Employers will now need state government approval for redundancies only if employers have more than 300 workers, up from 100 previously.
“These changes could support formalisation of India’s labour market and improve its flexibility and efficiency,” said Thomas Rookmaaker, analyst at Fitch Ratings.
Another reform in the pipeline relates to the agricultural sector with new legislation aiming to enhance efficiency, by giving farmers more flexibility over where to sell their produce by stripping out middle men.
“This has the potential to improve farmer incomes and reduce consumer prices,” said Rookmaaker. But implementation risks are significant and the Supreme Court in mid-January suspended the relevant laws to facilitate a review and airing of farmer grievances.
Segments of the farm lobby have protested for months, apparently over fears that the reform could result in abolition of minimum support prices, although the government has said this will not happen.

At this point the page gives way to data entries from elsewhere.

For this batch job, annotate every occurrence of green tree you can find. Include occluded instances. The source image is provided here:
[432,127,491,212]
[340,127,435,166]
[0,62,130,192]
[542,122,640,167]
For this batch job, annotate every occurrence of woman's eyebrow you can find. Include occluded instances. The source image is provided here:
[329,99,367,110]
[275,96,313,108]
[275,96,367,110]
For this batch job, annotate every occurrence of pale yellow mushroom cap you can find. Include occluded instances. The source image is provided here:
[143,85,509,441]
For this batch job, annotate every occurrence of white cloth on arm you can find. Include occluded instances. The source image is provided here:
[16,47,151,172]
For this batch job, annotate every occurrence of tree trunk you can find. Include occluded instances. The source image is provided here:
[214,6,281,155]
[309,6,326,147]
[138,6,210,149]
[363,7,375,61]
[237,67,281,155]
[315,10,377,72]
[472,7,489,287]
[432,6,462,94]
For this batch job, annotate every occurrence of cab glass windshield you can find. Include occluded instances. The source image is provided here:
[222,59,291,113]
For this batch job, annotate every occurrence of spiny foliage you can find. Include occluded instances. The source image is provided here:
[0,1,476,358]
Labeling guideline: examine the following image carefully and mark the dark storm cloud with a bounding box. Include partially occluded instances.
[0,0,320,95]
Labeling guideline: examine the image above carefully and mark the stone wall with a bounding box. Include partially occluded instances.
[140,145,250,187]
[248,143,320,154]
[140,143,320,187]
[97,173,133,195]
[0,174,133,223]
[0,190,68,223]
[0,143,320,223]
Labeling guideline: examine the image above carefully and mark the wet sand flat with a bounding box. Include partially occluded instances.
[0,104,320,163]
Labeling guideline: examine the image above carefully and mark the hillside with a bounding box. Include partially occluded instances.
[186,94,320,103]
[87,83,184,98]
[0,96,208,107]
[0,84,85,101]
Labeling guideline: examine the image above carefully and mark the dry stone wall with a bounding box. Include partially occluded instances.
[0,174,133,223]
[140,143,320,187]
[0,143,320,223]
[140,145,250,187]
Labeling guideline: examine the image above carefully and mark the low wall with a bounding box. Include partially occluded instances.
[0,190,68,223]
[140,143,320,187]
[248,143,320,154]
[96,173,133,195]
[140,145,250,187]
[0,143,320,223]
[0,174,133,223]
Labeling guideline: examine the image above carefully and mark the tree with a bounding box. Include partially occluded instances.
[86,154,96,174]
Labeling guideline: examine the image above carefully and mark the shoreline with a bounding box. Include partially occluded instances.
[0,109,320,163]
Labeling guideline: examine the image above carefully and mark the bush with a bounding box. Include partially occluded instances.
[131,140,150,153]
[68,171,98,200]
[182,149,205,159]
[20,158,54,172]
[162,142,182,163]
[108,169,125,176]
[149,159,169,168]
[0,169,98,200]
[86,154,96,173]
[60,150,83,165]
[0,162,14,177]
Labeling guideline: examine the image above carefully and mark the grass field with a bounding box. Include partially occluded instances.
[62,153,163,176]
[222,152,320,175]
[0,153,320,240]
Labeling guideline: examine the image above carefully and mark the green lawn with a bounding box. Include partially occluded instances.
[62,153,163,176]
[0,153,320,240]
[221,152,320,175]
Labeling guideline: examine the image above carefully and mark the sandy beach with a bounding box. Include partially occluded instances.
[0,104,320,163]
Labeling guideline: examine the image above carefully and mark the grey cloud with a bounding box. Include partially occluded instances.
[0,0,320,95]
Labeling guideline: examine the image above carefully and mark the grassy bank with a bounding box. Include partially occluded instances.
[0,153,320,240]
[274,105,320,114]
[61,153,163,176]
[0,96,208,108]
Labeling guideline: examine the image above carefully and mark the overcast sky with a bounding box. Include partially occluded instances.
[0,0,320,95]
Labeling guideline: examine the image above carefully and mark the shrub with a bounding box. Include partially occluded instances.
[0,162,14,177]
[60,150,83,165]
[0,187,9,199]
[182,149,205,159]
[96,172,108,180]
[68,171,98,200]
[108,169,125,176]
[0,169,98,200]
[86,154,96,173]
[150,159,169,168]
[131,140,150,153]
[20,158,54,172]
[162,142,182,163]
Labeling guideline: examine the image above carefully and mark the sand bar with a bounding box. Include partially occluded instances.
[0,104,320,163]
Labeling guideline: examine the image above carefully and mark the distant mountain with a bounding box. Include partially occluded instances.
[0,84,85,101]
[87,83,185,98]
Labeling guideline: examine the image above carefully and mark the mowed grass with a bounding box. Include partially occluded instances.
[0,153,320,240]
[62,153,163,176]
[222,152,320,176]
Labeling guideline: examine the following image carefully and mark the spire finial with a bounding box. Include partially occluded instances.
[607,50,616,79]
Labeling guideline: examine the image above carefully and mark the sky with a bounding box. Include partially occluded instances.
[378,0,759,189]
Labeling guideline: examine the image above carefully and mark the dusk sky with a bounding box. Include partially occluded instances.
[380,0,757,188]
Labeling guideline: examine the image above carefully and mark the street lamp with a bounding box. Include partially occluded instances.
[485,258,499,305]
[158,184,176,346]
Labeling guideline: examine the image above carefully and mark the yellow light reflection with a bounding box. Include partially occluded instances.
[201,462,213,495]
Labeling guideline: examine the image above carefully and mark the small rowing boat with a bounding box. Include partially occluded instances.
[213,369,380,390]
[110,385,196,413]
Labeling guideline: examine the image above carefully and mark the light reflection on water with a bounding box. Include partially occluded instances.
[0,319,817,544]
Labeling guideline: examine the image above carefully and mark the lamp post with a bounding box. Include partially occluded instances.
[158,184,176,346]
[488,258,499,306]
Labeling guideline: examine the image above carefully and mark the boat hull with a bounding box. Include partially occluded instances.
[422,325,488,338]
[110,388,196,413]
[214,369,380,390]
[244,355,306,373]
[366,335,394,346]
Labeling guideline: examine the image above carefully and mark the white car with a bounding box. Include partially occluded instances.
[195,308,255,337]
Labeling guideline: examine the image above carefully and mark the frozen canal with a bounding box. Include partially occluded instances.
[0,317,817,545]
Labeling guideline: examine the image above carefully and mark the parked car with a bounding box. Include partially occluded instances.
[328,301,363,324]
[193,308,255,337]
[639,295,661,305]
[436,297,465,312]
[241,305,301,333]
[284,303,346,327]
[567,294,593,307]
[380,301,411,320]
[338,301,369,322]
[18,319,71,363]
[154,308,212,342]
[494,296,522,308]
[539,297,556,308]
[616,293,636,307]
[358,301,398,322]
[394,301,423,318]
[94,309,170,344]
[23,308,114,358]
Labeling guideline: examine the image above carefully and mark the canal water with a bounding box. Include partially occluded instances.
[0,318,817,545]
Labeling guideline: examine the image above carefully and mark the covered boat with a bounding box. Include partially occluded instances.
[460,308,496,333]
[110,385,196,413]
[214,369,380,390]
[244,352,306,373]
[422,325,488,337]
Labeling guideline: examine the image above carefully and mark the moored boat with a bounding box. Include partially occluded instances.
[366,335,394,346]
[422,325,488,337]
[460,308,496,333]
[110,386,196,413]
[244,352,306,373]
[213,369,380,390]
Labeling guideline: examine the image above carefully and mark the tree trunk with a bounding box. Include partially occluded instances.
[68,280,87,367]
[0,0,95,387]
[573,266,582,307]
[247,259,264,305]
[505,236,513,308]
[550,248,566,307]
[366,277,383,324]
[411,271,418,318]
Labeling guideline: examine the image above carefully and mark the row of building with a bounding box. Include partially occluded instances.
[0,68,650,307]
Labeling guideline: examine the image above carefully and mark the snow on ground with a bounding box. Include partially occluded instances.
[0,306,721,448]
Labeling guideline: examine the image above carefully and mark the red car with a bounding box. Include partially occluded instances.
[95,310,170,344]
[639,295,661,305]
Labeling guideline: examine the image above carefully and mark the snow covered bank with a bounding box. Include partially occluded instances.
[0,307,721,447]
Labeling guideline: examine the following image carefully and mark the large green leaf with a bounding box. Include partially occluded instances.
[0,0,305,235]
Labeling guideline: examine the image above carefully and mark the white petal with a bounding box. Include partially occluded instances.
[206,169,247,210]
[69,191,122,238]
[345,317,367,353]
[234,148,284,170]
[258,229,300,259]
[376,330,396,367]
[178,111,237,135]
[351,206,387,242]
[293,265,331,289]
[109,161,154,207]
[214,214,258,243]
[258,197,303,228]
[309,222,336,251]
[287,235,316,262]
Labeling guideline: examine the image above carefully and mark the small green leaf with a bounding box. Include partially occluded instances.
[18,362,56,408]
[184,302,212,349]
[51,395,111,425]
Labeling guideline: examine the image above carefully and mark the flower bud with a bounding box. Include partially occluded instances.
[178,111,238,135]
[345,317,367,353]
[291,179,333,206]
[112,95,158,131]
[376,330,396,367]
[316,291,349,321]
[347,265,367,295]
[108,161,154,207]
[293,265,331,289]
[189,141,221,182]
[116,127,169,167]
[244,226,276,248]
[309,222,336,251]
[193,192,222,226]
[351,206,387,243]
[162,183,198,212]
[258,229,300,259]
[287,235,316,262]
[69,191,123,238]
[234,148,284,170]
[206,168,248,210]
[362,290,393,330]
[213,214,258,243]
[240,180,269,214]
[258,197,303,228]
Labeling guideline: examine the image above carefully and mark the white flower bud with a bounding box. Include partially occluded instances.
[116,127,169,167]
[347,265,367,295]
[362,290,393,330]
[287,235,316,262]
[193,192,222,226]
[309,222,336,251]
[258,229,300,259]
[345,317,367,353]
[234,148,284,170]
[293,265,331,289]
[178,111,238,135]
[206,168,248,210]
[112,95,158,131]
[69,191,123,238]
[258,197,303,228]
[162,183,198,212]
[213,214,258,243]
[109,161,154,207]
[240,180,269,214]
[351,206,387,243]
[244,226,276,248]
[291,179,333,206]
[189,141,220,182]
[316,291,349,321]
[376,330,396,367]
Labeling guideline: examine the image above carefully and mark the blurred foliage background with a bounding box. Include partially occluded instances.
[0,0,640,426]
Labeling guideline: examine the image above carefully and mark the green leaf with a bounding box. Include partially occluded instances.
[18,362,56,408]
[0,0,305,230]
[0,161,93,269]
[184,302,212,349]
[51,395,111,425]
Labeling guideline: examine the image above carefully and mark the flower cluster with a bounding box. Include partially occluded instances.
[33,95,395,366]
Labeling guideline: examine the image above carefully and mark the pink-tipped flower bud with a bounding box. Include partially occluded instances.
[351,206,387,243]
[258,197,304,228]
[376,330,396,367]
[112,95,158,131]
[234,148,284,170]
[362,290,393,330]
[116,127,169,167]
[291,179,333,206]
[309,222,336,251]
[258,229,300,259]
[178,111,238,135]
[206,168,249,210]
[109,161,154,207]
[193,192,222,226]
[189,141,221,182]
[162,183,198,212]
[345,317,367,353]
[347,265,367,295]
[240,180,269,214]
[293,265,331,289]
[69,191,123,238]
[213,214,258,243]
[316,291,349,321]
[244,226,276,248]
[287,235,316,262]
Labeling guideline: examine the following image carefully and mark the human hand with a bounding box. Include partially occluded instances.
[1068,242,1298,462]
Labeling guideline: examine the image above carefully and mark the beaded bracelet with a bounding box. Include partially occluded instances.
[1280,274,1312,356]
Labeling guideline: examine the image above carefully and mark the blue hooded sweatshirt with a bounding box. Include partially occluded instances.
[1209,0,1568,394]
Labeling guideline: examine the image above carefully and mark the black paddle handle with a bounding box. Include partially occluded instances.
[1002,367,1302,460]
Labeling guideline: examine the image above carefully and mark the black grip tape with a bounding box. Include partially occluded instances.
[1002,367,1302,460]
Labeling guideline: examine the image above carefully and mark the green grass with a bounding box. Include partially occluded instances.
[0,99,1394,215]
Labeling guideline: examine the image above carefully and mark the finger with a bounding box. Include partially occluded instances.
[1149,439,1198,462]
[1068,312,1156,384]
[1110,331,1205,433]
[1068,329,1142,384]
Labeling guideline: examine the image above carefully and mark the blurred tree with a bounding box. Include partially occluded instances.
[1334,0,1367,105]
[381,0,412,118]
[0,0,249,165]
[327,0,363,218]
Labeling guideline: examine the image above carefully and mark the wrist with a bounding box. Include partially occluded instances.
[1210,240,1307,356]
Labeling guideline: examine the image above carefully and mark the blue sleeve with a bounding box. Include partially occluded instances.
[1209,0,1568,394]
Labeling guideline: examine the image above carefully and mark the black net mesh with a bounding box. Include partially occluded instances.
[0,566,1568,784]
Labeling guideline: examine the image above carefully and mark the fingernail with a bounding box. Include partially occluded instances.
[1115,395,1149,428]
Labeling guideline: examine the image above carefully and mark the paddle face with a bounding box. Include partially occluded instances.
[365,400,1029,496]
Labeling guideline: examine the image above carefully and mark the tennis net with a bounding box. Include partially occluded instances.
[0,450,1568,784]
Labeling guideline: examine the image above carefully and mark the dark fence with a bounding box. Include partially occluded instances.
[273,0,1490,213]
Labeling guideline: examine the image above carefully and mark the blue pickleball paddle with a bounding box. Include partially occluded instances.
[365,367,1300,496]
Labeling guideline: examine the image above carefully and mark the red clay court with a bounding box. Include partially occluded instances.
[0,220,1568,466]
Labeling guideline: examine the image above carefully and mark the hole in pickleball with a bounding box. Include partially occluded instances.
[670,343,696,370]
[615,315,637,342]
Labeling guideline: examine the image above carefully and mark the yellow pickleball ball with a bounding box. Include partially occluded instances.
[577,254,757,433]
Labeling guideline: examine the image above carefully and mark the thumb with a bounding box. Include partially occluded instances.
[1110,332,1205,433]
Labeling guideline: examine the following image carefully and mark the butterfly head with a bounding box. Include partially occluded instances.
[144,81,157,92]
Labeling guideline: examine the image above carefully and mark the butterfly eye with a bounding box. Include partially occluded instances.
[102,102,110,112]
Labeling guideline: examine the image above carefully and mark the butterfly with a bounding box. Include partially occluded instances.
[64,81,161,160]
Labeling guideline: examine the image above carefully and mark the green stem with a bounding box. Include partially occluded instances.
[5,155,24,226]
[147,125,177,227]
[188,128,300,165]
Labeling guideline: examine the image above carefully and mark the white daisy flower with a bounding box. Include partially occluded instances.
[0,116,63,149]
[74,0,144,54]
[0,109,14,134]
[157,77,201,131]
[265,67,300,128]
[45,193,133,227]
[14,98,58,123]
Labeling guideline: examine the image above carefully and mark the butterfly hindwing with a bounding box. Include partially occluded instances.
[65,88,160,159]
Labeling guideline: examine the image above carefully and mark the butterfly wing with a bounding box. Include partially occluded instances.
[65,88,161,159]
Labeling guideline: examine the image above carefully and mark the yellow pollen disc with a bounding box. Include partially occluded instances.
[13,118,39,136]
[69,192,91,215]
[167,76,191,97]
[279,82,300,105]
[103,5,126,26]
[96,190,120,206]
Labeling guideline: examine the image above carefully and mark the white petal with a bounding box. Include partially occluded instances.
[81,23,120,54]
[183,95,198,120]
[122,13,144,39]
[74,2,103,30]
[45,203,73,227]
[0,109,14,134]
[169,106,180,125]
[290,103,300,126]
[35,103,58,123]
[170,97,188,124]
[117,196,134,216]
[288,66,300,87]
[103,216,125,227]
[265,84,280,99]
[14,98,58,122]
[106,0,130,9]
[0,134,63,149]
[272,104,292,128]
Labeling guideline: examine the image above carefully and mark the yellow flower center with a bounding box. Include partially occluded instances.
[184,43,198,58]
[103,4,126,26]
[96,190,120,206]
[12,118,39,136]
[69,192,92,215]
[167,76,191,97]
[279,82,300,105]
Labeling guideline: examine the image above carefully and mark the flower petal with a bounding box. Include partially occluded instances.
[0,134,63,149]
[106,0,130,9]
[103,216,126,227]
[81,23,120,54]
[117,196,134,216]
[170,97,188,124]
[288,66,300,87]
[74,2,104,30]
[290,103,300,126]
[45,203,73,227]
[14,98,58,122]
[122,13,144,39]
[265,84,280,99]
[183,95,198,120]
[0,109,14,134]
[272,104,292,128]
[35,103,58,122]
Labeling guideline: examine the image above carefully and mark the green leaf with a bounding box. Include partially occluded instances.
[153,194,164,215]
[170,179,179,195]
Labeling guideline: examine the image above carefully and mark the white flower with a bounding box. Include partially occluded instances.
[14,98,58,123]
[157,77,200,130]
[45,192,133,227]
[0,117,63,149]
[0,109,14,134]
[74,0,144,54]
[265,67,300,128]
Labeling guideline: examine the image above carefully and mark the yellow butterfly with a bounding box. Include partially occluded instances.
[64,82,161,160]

“We expect India’s central government to remain generally reform-minded over the next few years, and potential areas for further reform seem plentiful, in our view. However, the process of reform in India remains very complex, and implementation at times has proven difficult.”In recent years, said Rookmaaker, the government has opened more sectors to FDI but has also raised barriers to international trade.
Meanwhile, the Insolvency and Bankruptcy Code — a landmark reform from the government’s previous term — has been suspended temporarily in line with forbearance regulations for banks.
“We estimate medium-term growth potential to be some 1.7 percentage points lower than otherwise as a result of the scarring effects of the health crisis and financial sector weaknesses,” he said.
“Our projected annual medium-term GDP growth is relatively high, nevertheless, at around 6.5 per cent reflecting above-trend growth rates needed to close the output gap,” said Rookmaaker.
However, Fitch added that weak implementation of the reforms combined with continued financial sector problems could lower growth potential below the current estimates.